Jean-François Julliard, secrétaire général de RSF a précisé:

«Reporters sans frontières s’inquiète du fait que la pression sur les journalistes et les médias se soit accentuée au cours des derniers mois. Elles ne sont pas sans nous rappeler les méthodes policières et sécuritaires répressives d’une époque que tout un chacun pensait révolue.»

En décembre dernier, deux hors séries des hebdomadaires français Le Nouvel Observateur etL'Express avaient été interdits en raison d'une représentation de Mahomet. RSF a indiqué que ces interdictions sont une atteinte à la liberté d'expression.

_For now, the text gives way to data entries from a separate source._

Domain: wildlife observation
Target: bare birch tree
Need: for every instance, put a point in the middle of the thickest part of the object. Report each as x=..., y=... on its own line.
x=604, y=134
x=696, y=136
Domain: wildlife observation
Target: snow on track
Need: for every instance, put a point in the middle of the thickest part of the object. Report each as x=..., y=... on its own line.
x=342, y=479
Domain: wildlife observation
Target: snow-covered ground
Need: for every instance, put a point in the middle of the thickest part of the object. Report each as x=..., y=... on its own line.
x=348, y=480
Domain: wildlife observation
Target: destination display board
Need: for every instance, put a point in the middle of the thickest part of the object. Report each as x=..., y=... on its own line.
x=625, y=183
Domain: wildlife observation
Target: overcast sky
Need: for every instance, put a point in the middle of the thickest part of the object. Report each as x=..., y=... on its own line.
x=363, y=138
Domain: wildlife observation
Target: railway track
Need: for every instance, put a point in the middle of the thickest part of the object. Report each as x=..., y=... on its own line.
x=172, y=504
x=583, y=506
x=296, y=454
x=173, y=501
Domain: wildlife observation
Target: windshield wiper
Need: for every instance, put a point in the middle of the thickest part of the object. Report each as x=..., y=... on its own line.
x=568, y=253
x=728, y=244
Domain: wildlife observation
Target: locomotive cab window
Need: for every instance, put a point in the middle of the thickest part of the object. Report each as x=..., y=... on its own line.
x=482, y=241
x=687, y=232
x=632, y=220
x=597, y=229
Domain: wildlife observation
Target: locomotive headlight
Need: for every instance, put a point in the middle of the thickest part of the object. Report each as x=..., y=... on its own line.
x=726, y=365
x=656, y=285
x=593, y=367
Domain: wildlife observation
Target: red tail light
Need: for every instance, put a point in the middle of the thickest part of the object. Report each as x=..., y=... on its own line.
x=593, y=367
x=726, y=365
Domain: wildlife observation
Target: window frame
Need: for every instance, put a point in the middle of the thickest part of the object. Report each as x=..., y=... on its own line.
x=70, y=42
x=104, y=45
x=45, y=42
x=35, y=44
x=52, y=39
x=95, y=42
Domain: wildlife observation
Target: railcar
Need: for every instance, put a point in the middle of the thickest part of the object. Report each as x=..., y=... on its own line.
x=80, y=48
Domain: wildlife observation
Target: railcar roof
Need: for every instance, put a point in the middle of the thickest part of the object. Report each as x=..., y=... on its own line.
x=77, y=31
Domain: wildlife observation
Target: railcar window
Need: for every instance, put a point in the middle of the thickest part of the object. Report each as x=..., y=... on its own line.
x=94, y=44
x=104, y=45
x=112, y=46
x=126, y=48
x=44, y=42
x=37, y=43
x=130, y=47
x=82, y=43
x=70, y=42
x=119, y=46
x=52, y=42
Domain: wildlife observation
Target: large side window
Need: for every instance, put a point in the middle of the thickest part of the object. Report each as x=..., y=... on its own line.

«Reporters sans frontières tient également à exprimer son inquiétude concernant les risques que la montée de l’extrémisme religieux fait courir sur la liberté de la presse en Tunisie.»

Pour protester contre sa comparution en justice, la chaîne Nessma a de son côté fermé l'accès à son site internet dimanche 22 janvier et a remplacé la page d’accueil par une image où l’on peut voir un slogan clamant la liberté de la chaîne. Le site Internet Tunisie Haut Débit explique que Nessma «appelle tout le monde à la soutenir contre un jugement qu’elle estime indigne d’une démocratie et constituant une grave atteinte à la liberté d’expression pour une démocratie naissante qu’est la Tunisie.»

L'audience n'a finalement duré que quelques minutes avant d'être suspendue en raison de la cohue et des altercations entre avocats, tandis qu'à l'extérieur du Tribunal, pro et anti Nessma s'étaient mobilisés dès 8H00 du matin. Le procès a été reporté au 19 avril.